In the old days a woman only had to make enough money to support herself, a man had to make enough money to support a family. I remember Susan Faludi's Stiffed talked about this some.
Dave Chappelle had a bit; "If a man could fuck a woman in a cardboard box" to the effect that he wouldn't need a job. Some men might feel that a job at starvation wages doesn't do anything to improve his prospects.
22.1: Blogs are the wave of the future.
Atrios can be Wallace to my Darwin.
20: That's too short of a history. It used to be that 98% of men from 24 to 55 were working. Back when bras were shaped like cones.
Good point.
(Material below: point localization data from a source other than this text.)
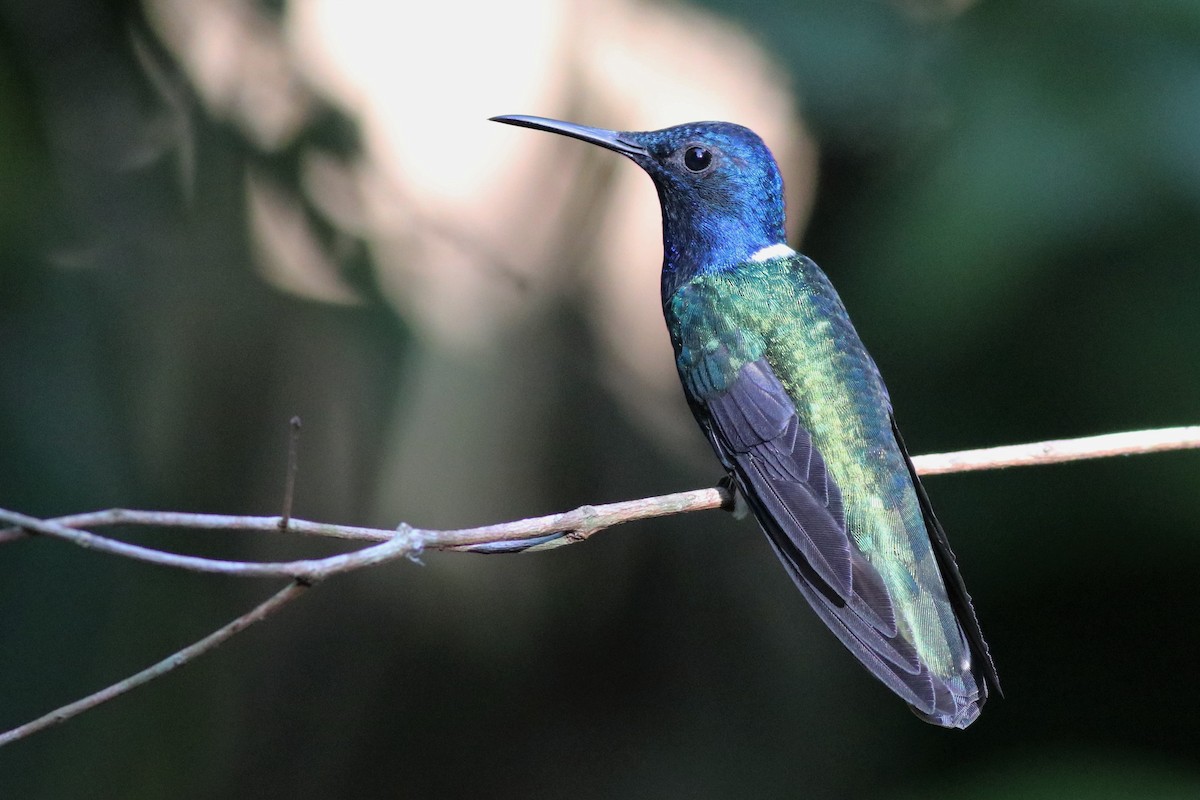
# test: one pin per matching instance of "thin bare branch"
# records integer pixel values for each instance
(171, 662)
(401, 542)
(1061, 450)
(533, 534)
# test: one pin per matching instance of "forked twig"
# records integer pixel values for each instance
(533, 534)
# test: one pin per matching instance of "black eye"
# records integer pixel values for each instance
(697, 158)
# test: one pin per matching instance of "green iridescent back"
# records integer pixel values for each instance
(784, 310)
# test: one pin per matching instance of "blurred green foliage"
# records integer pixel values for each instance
(1011, 205)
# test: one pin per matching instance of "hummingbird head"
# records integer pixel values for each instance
(719, 187)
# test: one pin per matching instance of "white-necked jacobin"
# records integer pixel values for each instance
(798, 415)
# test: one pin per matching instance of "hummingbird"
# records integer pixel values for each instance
(798, 415)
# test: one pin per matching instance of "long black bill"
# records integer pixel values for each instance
(609, 139)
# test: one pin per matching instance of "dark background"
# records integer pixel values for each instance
(1009, 203)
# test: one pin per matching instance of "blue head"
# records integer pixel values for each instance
(720, 190)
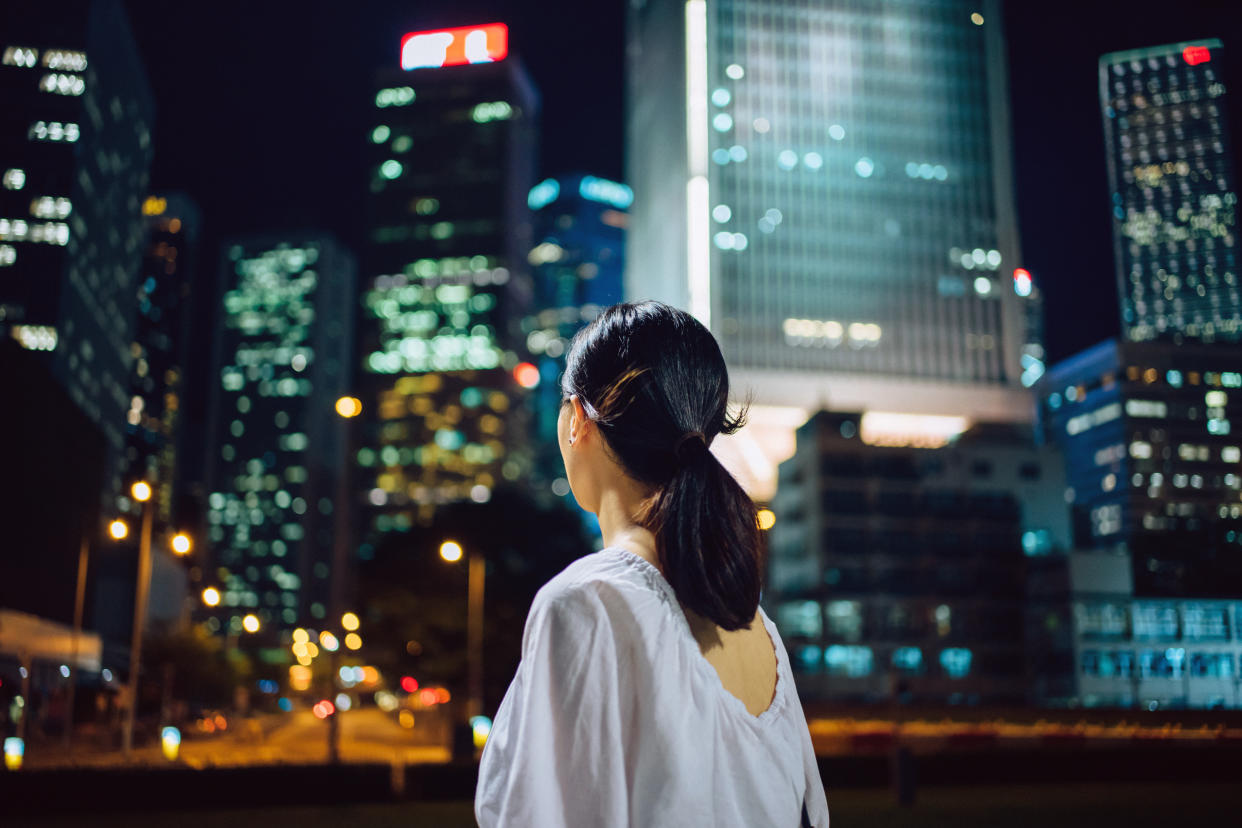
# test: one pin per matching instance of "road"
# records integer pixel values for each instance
(367, 735)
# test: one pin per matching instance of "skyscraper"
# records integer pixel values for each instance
(827, 185)
(576, 267)
(1174, 195)
(451, 154)
(276, 445)
(77, 147)
(159, 346)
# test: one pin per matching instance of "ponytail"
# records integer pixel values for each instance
(707, 536)
(660, 391)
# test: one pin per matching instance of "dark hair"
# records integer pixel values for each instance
(655, 381)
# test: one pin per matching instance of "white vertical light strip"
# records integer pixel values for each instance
(698, 229)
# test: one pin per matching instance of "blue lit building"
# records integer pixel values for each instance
(451, 154)
(829, 186)
(76, 144)
(276, 445)
(1149, 600)
(1174, 194)
(576, 267)
(898, 556)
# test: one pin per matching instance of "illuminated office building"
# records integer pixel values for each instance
(1174, 195)
(159, 345)
(276, 445)
(1149, 601)
(451, 158)
(75, 150)
(829, 186)
(898, 556)
(576, 268)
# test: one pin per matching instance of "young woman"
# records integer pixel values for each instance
(652, 689)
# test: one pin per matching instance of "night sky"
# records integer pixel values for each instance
(262, 112)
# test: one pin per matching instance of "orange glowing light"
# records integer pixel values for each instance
(527, 375)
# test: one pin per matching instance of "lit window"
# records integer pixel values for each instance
(955, 662)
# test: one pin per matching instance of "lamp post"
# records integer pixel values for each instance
(142, 492)
(451, 551)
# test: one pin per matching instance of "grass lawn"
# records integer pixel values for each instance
(1088, 806)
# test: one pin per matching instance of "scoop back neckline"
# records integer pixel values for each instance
(666, 591)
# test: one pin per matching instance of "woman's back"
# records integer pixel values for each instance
(619, 718)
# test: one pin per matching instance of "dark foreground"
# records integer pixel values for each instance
(1063, 806)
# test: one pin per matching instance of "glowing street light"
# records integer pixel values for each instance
(181, 544)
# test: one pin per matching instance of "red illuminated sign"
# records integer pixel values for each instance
(1196, 55)
(487, 44)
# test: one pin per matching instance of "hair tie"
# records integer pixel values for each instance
(691, 445)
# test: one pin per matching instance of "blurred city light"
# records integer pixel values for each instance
(14, 750)
(349, 406)
(451, 551)
(170, 742)
(481, 728)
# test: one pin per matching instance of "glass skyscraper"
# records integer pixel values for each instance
(276, 445)
(576, 267)
(451, 159)
(76, 144)
(827, 185)
(1174, 198)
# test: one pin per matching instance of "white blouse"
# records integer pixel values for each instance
(616, 719)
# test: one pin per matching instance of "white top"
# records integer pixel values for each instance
(616, 719)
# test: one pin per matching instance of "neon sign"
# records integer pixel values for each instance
(1196, 55)
(487, 44)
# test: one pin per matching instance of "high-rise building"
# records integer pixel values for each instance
(827, 185)
(159, 346)
(277, 447)
(897, 562)
(451, 159)
(1151, 459)
(1174, 195)
(76, 143)
(576, 267)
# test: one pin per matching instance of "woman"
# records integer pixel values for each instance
(652, 690)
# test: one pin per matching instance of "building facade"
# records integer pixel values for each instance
(77, 148)
(576, 268)
(827, 185)
(276, 453)
(451, 158)
(1174, 193)
(897, 560)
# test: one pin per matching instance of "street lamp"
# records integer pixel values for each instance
(180, 544)
(451, 551)
(142, 492)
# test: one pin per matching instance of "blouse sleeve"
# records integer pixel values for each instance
(555, 752)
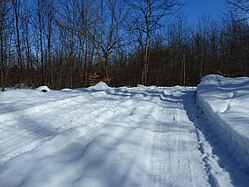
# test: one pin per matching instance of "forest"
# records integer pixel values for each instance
(76, 43)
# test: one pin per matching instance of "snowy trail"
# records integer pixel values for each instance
(143, 136)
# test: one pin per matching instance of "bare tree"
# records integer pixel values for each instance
(147, 18)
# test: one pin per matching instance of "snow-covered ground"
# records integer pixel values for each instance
(115, 137)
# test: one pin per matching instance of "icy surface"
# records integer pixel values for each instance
(110, 137)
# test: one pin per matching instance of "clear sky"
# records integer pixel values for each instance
(196, 8)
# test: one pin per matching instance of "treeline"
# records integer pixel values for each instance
(76, 43)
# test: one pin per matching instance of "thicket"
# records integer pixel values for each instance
(76, 43)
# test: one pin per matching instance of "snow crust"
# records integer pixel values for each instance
(225, 101)
(107, 137)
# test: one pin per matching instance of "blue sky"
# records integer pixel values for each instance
(196, 8)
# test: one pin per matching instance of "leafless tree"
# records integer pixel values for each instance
(148, 16)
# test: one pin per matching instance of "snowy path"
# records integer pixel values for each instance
(115, 137)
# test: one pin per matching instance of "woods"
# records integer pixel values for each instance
(77, 43)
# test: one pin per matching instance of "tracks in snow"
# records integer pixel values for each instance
(123, 137)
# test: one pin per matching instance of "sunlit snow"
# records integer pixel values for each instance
(123, 137)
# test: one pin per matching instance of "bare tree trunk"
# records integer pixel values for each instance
(16, 6)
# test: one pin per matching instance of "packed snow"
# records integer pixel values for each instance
(118, 137)
(225, 101)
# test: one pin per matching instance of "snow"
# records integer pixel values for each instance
(102, 136)
(43, 89)
(226, 102)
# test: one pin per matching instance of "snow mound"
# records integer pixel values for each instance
(100, 86)
(226, 102)
(43, 89)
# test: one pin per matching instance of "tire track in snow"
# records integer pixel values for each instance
(174, 158)
(221, 167)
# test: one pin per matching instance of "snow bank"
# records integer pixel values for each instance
(100, 86)
(226, 102)
(43, 89)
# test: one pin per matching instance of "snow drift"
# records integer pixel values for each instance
(225, 101)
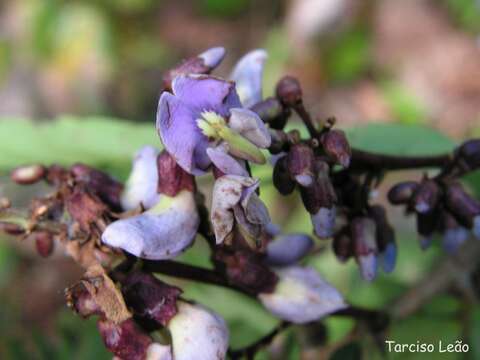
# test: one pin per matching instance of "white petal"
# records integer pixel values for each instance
(301, 296)
(198, 333)
(158, 351)
(162, 232)
(247, 75)
(227, 192)
(249, 125)
(141, 186)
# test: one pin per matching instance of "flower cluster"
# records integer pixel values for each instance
(214, 127)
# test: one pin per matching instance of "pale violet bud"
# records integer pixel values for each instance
(213, 56)
(141, 186)
(250, 126)
(162, 232)
(288, 249)
(198, 333)
(156, 351)
(324, 222)
(302, 295)
(247, 75)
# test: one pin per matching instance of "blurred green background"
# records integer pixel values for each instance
(80, 80)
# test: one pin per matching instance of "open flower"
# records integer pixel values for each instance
(235, 202)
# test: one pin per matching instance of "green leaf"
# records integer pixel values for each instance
(398, 139)
(99, 141)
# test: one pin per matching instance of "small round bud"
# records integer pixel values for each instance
(29, 174)
(289, 91)
(401, 193)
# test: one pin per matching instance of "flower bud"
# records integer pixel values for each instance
(343, 245)
(150, 298)
(282, 180)
(99, 183)
(469, 152)
(198, 333)
(126, 340)
(200, 64)
(401, 193)
(43, 242)
(300, 163)
(465, 208)
(289, 91)
(29, 174)
(365, 246)
(335, 145)
(426, 196)
(301, 296)
(288, 249)
(454, 235)
(172, 178)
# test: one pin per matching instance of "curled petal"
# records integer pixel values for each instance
(162, 232)
(198, 333)
(301, 296)
(213, 56)
(288, 249)
(179, 133)
(227, 192)
(249, 125)
(224, 162)
(247, 75)
(141, 186)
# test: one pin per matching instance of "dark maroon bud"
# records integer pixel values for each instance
(272, 112)
(401, 193)
(465, 208)
(80, 300)
(300, 164)
(336, 146)
(29, 174)
(289, 91)
(321, 193)
(247, 270)
(281, 177)
(43, 242)
(150, 298)
(200, 64)
(11, 228)
(343, 245)
(426, 196)
(469, 152)
(126, 339)
(427, 223)
(85, 208)
(362, 230)
(172, 178)
(101, 184)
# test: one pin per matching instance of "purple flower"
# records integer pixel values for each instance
(204, 112)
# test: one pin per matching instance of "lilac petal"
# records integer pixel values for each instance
(247, 75)
(158, 351)
(302, 295)
(388, 257)
(213, 56)
(250, 126)
(141, 186)
(368, 266)
(176, 125)
(288, 249)
(198, 333)
(206, 93)
(160, 233)
(324, 222)
(224, 162)
(227, 193)
(453, 238)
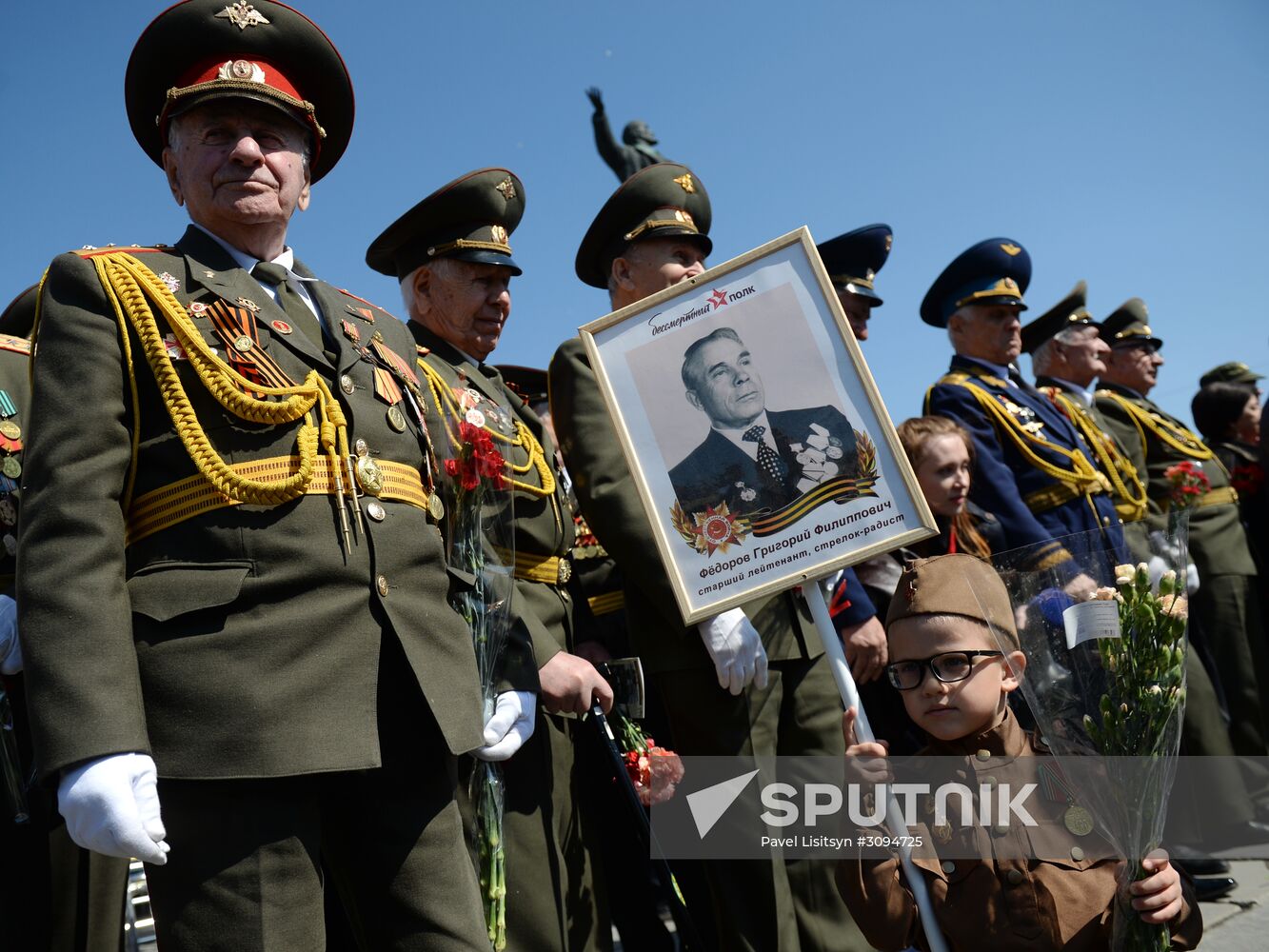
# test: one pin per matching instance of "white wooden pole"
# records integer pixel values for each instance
(863, 731)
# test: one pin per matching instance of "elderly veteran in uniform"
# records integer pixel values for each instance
(1033, 471)
(747, 682)
(1226, 607)
(54, 897)
(1067, 356)
(248, 665)
(853, 261)
(452, 257)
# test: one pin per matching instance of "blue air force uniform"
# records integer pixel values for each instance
(1032, 470)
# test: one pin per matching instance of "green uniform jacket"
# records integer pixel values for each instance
(241, 643)
(544, 526)
(1218, 541)
(610, 502)
(14, 366)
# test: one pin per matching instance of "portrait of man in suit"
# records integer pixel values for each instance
(754, 459)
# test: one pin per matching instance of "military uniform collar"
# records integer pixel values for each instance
(1120, 388)
(287, 259)
(212, 266)
(1005, 741)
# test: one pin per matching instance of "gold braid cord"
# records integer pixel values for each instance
(1081, 476)
(1113, 464)
(134, 293)
(1169, 433)
(449, 410)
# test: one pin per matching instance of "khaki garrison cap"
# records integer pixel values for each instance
(953, 585)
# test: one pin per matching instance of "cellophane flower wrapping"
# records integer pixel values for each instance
(481, 547)
(1107, 687)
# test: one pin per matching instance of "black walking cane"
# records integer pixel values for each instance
(625, 677)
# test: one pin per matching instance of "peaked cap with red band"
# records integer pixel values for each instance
(202, 50)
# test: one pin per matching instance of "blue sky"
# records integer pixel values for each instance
(1124, 144)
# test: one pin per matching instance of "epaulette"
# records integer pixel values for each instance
(19, 346)
(92, 250)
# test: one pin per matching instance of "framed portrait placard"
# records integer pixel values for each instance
(761, 447)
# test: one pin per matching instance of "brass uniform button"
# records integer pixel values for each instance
(435, 508)
(369, 476)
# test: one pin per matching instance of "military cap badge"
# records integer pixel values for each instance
(243, 15)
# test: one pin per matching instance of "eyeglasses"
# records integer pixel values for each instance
(948, 668)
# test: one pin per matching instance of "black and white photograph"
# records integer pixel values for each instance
(757, 436)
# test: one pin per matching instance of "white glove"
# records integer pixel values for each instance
(736, 649)
(111, 807)
(511, 724)
(10, 649)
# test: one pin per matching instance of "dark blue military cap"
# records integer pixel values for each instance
(1070, 311)
(1127, 326)
(853, 259)
(19, 318)
(993, 272)
(469, 219)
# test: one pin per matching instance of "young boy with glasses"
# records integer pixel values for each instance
(949, 619)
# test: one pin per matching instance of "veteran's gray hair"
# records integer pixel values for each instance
(443, 268)
(1046, 354)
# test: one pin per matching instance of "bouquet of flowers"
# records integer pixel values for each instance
(481, 550)
(1105, 684)
(1189, 484)
(654, 771)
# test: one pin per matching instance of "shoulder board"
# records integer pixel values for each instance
(19, 346)
(92, 251)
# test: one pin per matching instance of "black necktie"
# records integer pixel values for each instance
(300, 314)
(768, 461)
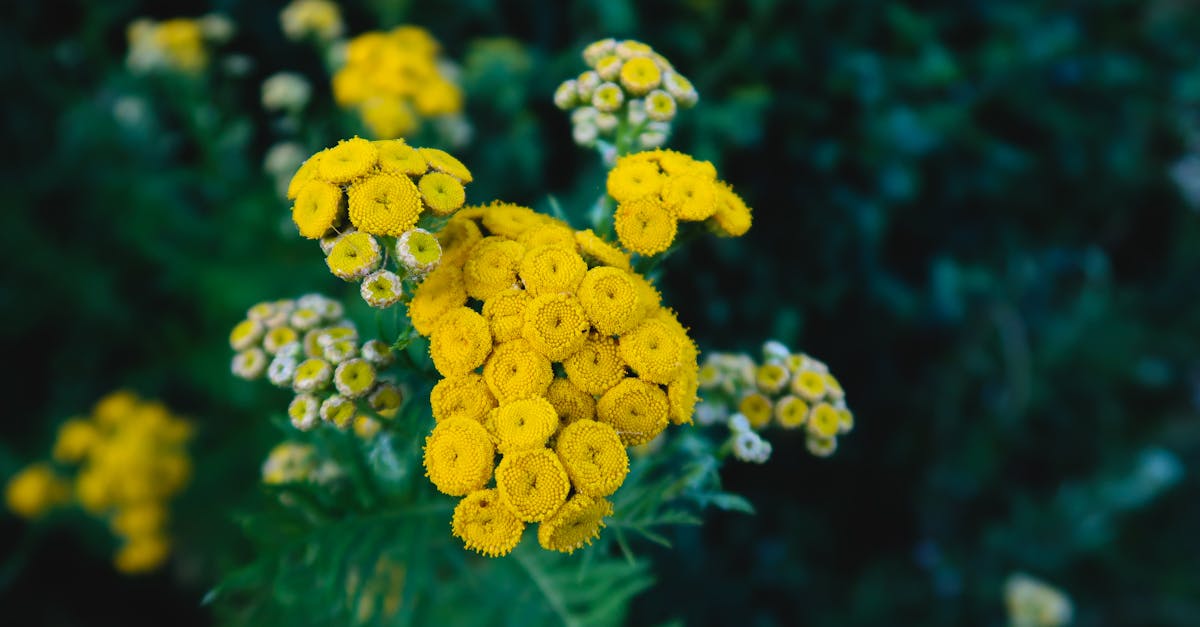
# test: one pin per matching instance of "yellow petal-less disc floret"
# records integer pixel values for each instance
(576, 524)
(611, 299)
(645, 226)
(594, 457)
(316, 208)
(462, 396)
(384, 204)
(532, 483)
(460, 342)
(459, 457)
(551, 269)
(556, 326)
(485, 525)
(525, 424)
(635, 408)
(515, 370)
(347, 161)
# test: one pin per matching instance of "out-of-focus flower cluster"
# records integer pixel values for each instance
(659, 189)
(306, 346)
(1035, 603)
(555, 354)
(127, 459)
(785, 389)
(364, 201)
(177, 45)
(396, 78)
(629, 88)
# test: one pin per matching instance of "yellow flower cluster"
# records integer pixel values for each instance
(306, 345)
(628, 87)
(556, 356)
(655, 190)
(177, 45)
(394, 79)
(129, 459)
(791, 390)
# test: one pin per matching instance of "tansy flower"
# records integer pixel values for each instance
(354, 377)
(354, 256)
(576, 524)
(459, 457)
(551, 269)
(382, 288)
(485, 525)
(556, 326)
(460, 342)
(791, 411)
(570, 402)
(594, 457)
(347, 161)
(504, 312)
(492, 266)
(462, 396)
(645, 226)
(611, 299)
(515, 370)
(533, 484)
(442, 192)
(597, 366)
(384, 204)
(525, 424)
(316, 208)
(635, 408)
(640, 76)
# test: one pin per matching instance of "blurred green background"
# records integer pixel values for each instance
(978, 214)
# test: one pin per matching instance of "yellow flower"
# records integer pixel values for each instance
(652, 350)
(823, 421)
(504, 311)
(570, 402)
(631, 179)
(316, 208)
(732, 216)
(515, 370)
(611, 299)
(397, 157)
(551, 269)
(485, 525)
(635, 408)
(594, 457)
(533, 484)
(442, 161)
(556, 326)
(35, 490)
(459, 457)
(640, 76)
(439, 292)
(595, 368)
(690, 197)
(384, 204)
(443, 193)
(462, 396)
(348, 160)
(645, 226)
(576, 524)
(525, 424)
(791, 412)
(756, 408)
(492, 267)
(460, 342)
(600, 251)
(354, 256)
(142, 554)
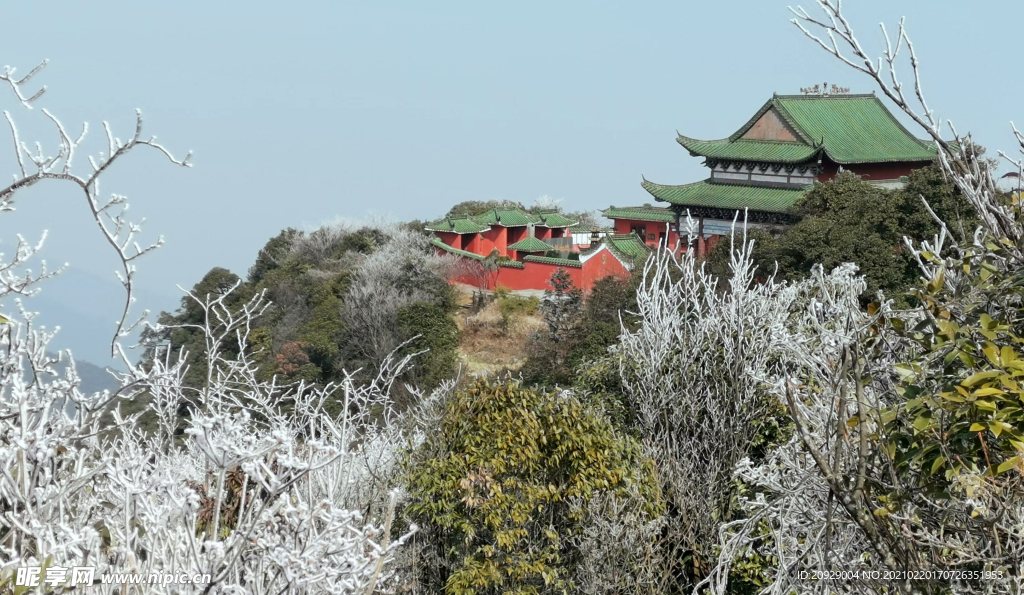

I have no idea, but it would matter for this.
No one wants to work anymore. They're spending too much time on the job.
Selling feet pics is an option, but apparently toenail fungus and being a man in his fifties keep that from working for me.
20: match it with the population distribution. Gen Z is smaller than the boomers.
26: Everyone.
30: How does that add context? This is percentage participation within each age range. Unless you're looking at an all-adults figure and wondering why it's not a simple average of each, or something.
31: there may be a higher number of e.g. 65+ stepping back than 16-25, even if the percentages have rebounded. The answer is different if e.g. there are a bunch of 62 year olds who retired early when the stonks went nuts/died of COVID vs. 23 yo not working due to whatever trendy reason is postulated.
Covid-wise, it is the olds who haven't come back into the workforce. But I'm a big picture thinker looking at a trend that has pre-dated covid.
I would like to second the Hick Hypothesis.
Also, I would like to point out that anchoring effects probably matter here. Women in certain sectors and roles have always had crappy wages. If they made the choice to join the workforce regardless, that was their starting place. Current-day crappy wages are just a continuation of that reality.
But if men in lower level jobs used to have semi-decent wages, and now have the option of either crappy wages or no work, they are often still "anchored" to that previous, higher wage and they experience the new option as much more objectionable and distasteful. So for them, exiting the labor market feels much more logical.
I will also point out that there are WAY more single custodial mothers in the US than single custodial fathers. Exiting the formal labor market is a much different choice to select when there are no small humans depending on you to survive.